🤖 AI Summary
This work addresses the critical privacy risks posed by customized diffusion models capable of generating highly realistic human faces. To counteract this threat, the study introduces aesthetic perception into face privacy protection and proposes a hierarchical anti-aesthetic perturbation framework that jointly degrades identity recognizability at both global and local levels. By designing reward-based global and local anti-aesthetic loss functions and generating adversarial perturbations that deliberately deviate from authentic facial aesthetic attributes, the method effectively reduces both the aesthetic quality and identity similarity of maliciously synthesized images.
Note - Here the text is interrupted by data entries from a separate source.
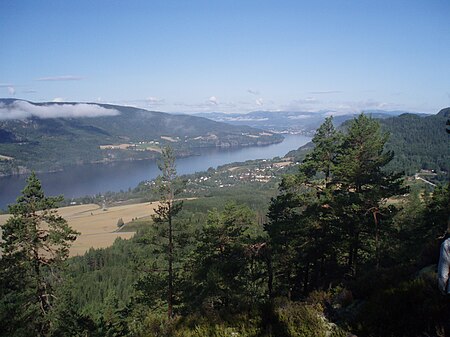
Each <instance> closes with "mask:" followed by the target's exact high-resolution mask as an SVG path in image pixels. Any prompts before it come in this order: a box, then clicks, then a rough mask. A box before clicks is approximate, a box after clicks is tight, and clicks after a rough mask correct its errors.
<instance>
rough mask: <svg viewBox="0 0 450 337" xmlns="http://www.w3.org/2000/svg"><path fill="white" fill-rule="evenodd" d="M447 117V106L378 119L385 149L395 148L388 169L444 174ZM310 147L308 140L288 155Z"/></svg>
mask: <svg viewBox="0 0 450 337" xmlns="http://www.w3.org/2000/svg"><path fill="white" fill-rule="evenodd" d="M449 118H450V108H446V109H442V110H441V111H440V112H439V113H438V114H436V115H424V114H417V115H416V114H410V113H406V114H402V115H400V116H395V117H389V118H383V119H380V123H381V127H382V128H383V130H385V131H387V132H389V134H390V138H389V141H388V143H387V144H386V149H387V150H391V151H394V159H393V160H392V162H391V163H390V164H389V165H388V169H391V170H394V171H397V172H398V171H404V172H405V173H406V174H409V175H411V174H415V173H417V172H419V171H420V170H421V169H424V170H435V171H436V172H437V173H439V174H440V175H441V177H442V178H443V177H445V175H446V173H445V172H448V171H449V168H450V135H449V134H448V133H447V132H446V131H445V124H446V121H447V120H448V119H449ZM344 127H345V124H344ZM311 147H312V144H311V143H308V144H306V145H304V146H302V147H301V148H299V149H298V150H295V151H291V152H289V153H288V154H287V156H290V157H295V158H296V160H299V161H300V160H302V159H303V158H304V156H305V154H306V153H307V152H308V151H309V150H310V149H311ZM442 171H443V172H444V173H442Z"/></svg>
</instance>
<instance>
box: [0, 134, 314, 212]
mask: <svg viewBox="0 0 450 337" xmlns="http://www.w3.org/2000/svg"><path fill="white" fill-rule="evenodd" d="M310 139H311V138H310V137H305V136H299V135H288V136H286V138H285V140H284V141H283V142H282V143H279V144H273V145H267V146H258V147H246V148H238V149H204V150H202V152H201V155H200V156H194V157H188V158H180V159H178V160H177V161H176V165H177V171H178V173H179V174H187V173H194V172H198V171H206V170H207V169H208V168H210V167H213V168H216V167H217V166H220V165H224V164H229V163H233V162H243V161H246V160H251V159H271V158H273V157H277V156H280V157H281V156H284V155H285V154H286V153H288V152H289V151H291V150H294V149H297V148H299V147H300V146H302V145H304V144H306V143H307V142H309V141H310ZM158 174H159V170H158V168H157V166H156V162H155V161H154V160H143V161H133V162H117V163H111V164H89V165H81V166H76V167H73V168H69V169H67V170H64V171H62V172H56V173H41V174H38V178H39V179H40V180H41V182H42V186H43V188H44V191H45V194H46V195H60V194H62V195H64V196H65V197H66V198H76V197H82V196H85V195H94V194H98V193H103V192H107V191H120V190H128V188H130V187H131V188H134V187H136V186H137V184H138V183H139V182H141V181H143V180H147V179H153V178H155V177H156V176H158ZM25 179H26V176H13V177H3V178H0V209H5V208H6V206H7V205H8V204H10V203H13V202H15V200H16V198H17V196H18V195H19V194H20V191H21V190H22V189H23V187H24V186H25Z"/></svg>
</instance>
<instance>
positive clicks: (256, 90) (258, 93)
mask: <svg viewBox="0 0 450 337" xmlns="http://www.w3.org/2000/svg"><path fill="white" fill-rule="evenodd" d="M247 92H248V93H249V94H252V95H256V96H258V95H259V91H258V90H253V89H247Z"/></svg>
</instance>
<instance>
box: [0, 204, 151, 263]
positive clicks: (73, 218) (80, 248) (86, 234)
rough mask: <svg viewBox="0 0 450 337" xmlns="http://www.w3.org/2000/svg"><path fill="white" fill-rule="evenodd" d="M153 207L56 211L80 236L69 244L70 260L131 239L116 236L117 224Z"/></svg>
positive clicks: (72, 209) (150, 208) (117, 206)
Experimental results demonstrate that the proposed approach significantly outperforms existing techniques in identity removal, establishing a novel paradigm for face privacy preservation.
📝 Abstract
The rise of customized diffusion models has fueled a boom in personalized visual content creation, but it also introduces serious risks of malicious misuse, thereby posing threats to personal privacy. Image aesthetics are strongly correlated with human perception of image quality. Motivated by this observation, we address facial privacy protection from a novel aesthetic perspective by degrading the generation quality of maliciously customized models, thus reducing facial identity leakage. Specifically, we propose a Hierarchical Anti-Aesthetics (HAA) framework that exploits aesthetic cues at multiple perceptual levels. HAA consists of two key branches: (1) Global Anti-Aesthetics, which degrades overall aesthetics and generation quality by constructing a global anti-aesthetic reward mechanism and a corresponding loss; and (2) Local Anti-Aesthetics, which disrupts facial identity by using a local anti-aesthetic reward mechanism and loss to guide adversarial perturbations toward facial regions. By integrating both branches, HAA achieves anti-aesthetic degradation from a global to a local level during customized generation. Extensive experiments show that HAA outperforms existing methods in identity removal, providing an effective tool for protecting facial privacy.